Central nervous system (CNS) drug discovery in the post-genomic era is rapidly evolving. Older empirical methods are giving way to newer technologies that include bioinformatics, structural biology, genetics, and modern computational approaches. In the search for new medical therapies, and in particular treatments for disorders of the central nervous system, there has been increasing recognition that identification of a single biological target is unlikely to be a recipe for success; a broad perspective is required. Systems biology is one such approach, and has been increasingly recognized as a very important area of research, as it places specific molecular targets within a context of overall biochemical action. Understanding the complex interactions between the components within a given biological system that lead to modifications in output, such as changes in behavior or development, may be important avenues of discovery to identify new therapies. One avenue to drug discovery that holds tremendous potential is the use of model genetic organisms such as the fruit fly, Drosophila melanogaster. The similarity between mode of drug action, behavior, and gene response in D. melanogaster and mammalian systems, combined with the power of genetics, have recently made the fly a very attractive system to study fundamental neuropharmacological processes relevant to human diseases. The promise that the use of model organisms such as the fly offers is speed, high throughput, and dramatically reduced overall costs that together should result in an enhanced rate of discovery.

Introduction

Central nervous system (CNS) drug discovery in the post-genomic era is rapidly evolving. Older empirical methods are giving way to newer technologies that include bioinformatics, structural biology, genetics, and modern computational approaches. These newer methods have so far had limited success, however, in part because target identification and validation represent real obstacles to their efficient use. With all these new tools available, the questions one must ask are, “What do we do with them? How can we best use them?” Everyone seems to agree that they represent powerful technologies, if only we can deduce how best to employ them.

In the search for new medical therapies, and in particular treatments for disorders of the CNS, there has been increasing recognition that identification of a single biological target is unlikely to be a recipe for success; a broad perspective is required. Systems biology is one such approach, and has been increasingly recognized as a very important area of research, as it places specific molecular targets within a context of overall biochemical action. Understanding the complex interactions between the components within a given biological system that lead to modifications in output, such as changes in behavior or development, may be important avenues of discovery to identify new therapies.

One avenue to drug discovery that holds tremendous potential is the use of model genetic organisms such as the fruit fly, Drosophila melanogaster. Model genetic organisms represent intact living systems where complex biological patterns and processes can be readily examined. Furthermore, the similarity between mode of drug action, behavior, and gene response in D. melanogaster and mammalian systems, combined with the power of genetics, have recently made the fly a very attractive system to study fundamental neuropharmacological processes relevant to human diseases. While the fly is quite similar in many respects to vertebrates, the reader should keep in mind that for each system studied there are likely key differences that need to be taken into account when using the fly as a model. The promise that the use of model organisms such as the fly offers is speed, high throughput, and dramatically reduced overall costs that together should result in an enhanced rate of discovery.
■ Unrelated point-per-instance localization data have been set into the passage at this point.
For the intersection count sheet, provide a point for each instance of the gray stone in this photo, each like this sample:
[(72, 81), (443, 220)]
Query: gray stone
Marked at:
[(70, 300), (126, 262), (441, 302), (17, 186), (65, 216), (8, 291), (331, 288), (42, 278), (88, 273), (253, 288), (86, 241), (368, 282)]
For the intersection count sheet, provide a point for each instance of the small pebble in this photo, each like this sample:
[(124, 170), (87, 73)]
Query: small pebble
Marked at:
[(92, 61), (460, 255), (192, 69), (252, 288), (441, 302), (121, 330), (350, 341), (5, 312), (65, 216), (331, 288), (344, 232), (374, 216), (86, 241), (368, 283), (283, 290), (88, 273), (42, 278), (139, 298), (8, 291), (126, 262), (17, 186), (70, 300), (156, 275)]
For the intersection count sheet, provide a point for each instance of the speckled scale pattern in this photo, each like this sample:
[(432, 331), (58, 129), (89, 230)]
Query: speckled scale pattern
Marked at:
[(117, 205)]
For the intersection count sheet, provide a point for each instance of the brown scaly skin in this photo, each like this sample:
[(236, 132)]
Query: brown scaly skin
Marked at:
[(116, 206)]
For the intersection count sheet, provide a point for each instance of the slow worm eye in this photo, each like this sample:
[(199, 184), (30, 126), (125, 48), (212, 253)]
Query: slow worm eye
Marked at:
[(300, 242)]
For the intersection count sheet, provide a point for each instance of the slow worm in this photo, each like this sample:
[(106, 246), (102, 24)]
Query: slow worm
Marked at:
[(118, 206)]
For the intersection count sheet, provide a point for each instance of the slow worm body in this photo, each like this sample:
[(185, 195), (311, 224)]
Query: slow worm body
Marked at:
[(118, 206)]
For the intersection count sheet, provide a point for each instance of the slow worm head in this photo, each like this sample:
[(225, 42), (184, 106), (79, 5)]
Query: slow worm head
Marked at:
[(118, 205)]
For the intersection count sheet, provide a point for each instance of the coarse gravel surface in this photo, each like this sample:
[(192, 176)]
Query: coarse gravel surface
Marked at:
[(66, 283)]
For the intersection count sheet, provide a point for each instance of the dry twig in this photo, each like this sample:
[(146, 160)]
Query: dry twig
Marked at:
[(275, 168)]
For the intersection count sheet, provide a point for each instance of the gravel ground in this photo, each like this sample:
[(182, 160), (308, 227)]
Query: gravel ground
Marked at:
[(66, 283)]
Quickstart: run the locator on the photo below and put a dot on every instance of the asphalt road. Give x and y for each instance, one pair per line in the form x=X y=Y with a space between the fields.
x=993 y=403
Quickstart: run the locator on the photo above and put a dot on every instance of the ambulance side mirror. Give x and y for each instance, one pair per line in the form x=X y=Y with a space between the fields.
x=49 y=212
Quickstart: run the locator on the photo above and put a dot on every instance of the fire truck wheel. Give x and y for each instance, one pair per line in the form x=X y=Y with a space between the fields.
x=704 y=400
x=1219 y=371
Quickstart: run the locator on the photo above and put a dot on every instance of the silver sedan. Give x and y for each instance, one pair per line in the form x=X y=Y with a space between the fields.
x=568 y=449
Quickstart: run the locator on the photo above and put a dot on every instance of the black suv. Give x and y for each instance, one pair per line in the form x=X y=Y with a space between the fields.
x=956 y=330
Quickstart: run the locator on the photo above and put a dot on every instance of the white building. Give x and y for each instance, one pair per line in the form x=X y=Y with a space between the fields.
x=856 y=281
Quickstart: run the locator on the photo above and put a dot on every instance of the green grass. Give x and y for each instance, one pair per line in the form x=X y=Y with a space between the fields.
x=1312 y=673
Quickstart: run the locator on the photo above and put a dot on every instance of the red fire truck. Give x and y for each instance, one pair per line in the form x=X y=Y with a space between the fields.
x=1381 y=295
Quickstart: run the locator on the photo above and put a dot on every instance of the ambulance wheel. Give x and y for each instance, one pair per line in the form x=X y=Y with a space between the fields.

This review, therefore, will serve as a basic primer on Drosophila neuropharmacology. There is no intent to present a comprehensive discussion of all of the important or attractive features of Drosophila as an organism. This review is designed for investigators who have primarily focused on mammalian systems and wish to gain a perspective on how the fly can either complement or even supplant drug discovery research underway in their laboratories. This review should be particularly appealing to those in the pharmaceutical industry faced with the current difficulties of target identification and validation.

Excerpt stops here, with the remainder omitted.